12pm-1pm: If I'm lucky, I'm now feeling stable enough to make a drink and grab breakfast, so I go do that. This is around the time Dexter will wake up so I'll also give him his meds and his breakfast (he likes a lie in). Eat it up my brekkie, then the effort of doing that means I'm exhausted so I have to go lie down. I can't sleep this time, though. So I'm just laying there. 

2-4pm: Here's where I try to do things. When I say things, what I mean is try and sit on a huge pile of cushions and use my PC. I used to play Games a lot but now find it too tiring/painful. I also used to draw, but same issue. So I generally browse the net until I get too dizzy from being sat upright. 

4-5:30pm: Oops. Spent too long sat upright. I'm now laid on the floor because I'm too dizzy to get to bed, usually with Netflix on in the background. 

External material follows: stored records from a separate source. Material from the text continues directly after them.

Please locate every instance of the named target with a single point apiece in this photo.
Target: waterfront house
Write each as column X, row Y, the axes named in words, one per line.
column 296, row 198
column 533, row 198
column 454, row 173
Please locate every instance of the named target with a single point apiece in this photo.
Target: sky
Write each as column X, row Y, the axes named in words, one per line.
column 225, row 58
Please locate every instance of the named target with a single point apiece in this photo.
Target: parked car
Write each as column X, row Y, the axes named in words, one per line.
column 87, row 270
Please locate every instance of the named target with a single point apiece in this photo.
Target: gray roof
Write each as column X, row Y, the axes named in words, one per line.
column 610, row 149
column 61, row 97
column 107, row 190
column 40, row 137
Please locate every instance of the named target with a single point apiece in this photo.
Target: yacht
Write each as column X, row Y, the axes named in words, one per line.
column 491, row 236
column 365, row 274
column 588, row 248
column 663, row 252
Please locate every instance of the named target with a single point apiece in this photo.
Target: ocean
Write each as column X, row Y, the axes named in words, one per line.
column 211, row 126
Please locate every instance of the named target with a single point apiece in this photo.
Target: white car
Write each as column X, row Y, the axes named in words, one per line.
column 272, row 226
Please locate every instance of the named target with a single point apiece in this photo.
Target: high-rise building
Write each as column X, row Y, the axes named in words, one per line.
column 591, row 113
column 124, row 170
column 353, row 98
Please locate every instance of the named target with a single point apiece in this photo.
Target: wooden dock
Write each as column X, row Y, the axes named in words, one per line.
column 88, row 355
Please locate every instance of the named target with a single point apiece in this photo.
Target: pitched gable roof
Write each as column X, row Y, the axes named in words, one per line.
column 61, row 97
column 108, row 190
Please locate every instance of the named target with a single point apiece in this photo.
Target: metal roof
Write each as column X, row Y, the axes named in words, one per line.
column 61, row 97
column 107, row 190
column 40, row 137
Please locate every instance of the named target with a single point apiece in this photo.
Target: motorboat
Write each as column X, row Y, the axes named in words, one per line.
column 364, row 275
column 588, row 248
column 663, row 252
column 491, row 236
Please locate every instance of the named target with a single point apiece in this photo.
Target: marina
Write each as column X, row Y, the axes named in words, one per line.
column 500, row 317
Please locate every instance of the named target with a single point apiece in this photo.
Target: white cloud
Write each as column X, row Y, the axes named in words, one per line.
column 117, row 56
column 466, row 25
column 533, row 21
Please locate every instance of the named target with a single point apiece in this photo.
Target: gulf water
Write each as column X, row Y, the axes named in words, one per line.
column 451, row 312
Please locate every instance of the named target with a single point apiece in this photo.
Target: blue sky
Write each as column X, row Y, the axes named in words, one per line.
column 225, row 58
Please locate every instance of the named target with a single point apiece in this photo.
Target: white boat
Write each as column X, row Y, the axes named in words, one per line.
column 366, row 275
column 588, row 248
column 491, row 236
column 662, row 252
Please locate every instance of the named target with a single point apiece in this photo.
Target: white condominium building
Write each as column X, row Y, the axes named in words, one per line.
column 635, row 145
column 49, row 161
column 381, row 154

5:30pm-8pm: This time is spent laid down, with my head a little propped up. Netflix still going, and I might mess around on my phone again. 

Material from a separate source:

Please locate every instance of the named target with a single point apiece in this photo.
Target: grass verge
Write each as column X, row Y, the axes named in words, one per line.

8pm-10pm: Meds. Try to get up and get food. Still have Netflix in the background. Possibly talk to friends on Facebook or via text. At some point I'll most likely crash out and black out, which blows. Eventually I drag myself back up into bed. 

Woo-fucking-hoo.

Riveting, right? It actually feels very exposing writing my day out like that. I feel like I'm stood butt naked in front of you all and not enjoying it for a bloody change. Note the things missing from that day? I've not mentioned getting dressed. Nor have I mentioned having a wash. Or doing my hair or make up. And there's definitely no going outside (don't worry, my dogs have an indoor poop tray. They spend most of their day playing with each other! Gus can't go out yet anyway, and Dex's chemo makes him very sensitive to weather changes. Not to mention, his jabs aren't up to date and probably never will be again, as they can't be given while he's on steroids/chemo). So in a normal day, I don't even get dressed. This isn't a choice, it's a point of necessity. I just don't have the energy. 

It's been like this, interspersed with the odd "better" day here and there for many years now. I tried pushing through it, but I've been basically housebound all the time for about 2 years. I had a few years before that (well, about 3-4) where a lot of my time was spent that way, but not all of it. 

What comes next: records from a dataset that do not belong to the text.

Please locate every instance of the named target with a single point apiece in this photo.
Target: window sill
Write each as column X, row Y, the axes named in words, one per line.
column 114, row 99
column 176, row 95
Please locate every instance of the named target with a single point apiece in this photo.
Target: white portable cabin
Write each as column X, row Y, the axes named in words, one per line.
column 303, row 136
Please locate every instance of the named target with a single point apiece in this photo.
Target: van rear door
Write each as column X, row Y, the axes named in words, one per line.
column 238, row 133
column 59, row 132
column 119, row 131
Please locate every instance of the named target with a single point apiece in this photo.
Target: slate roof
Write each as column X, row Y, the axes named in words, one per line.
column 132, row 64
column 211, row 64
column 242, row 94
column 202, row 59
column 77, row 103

Don't get me wrong, this isn't a "please feel bad for me, look how terrible my life is!" post. This is a finding solutions post. I don't want my life to be this way. I can't have it be this way. I really want to start recapturing my life at least a little, and to do this, I'm going to have to accept that will mean adapting my life, and the things I own, considerably. Not easy to do considering I'm always skint (thanks for that, body. Don't you realise benefits are pants? Useless thing). It's a catch 22 situation. If I were able to adapt my life, maybe I'd have more energy and be able to find a way to earn some money from home. However, I need the money in the first place to be able to adapt my life. It's a circle of too tired to function, too poor to fix it. 

So I'm starting this series of posts about adapting my life. In these posts I'm going to discuss some of the issues I have, and some of the solutions I may be able to find. I hope that after time (and careful budgeting) this will become more than just a disability wishlist series, and a chronicle of things that helped me regain a life. I also hope, that other people like me can see these things, and get some ideas for adapting their lives too. 

Now if you'll please excuse me, I have been sat upright for too long and need to go bail out with my sleeping dogs.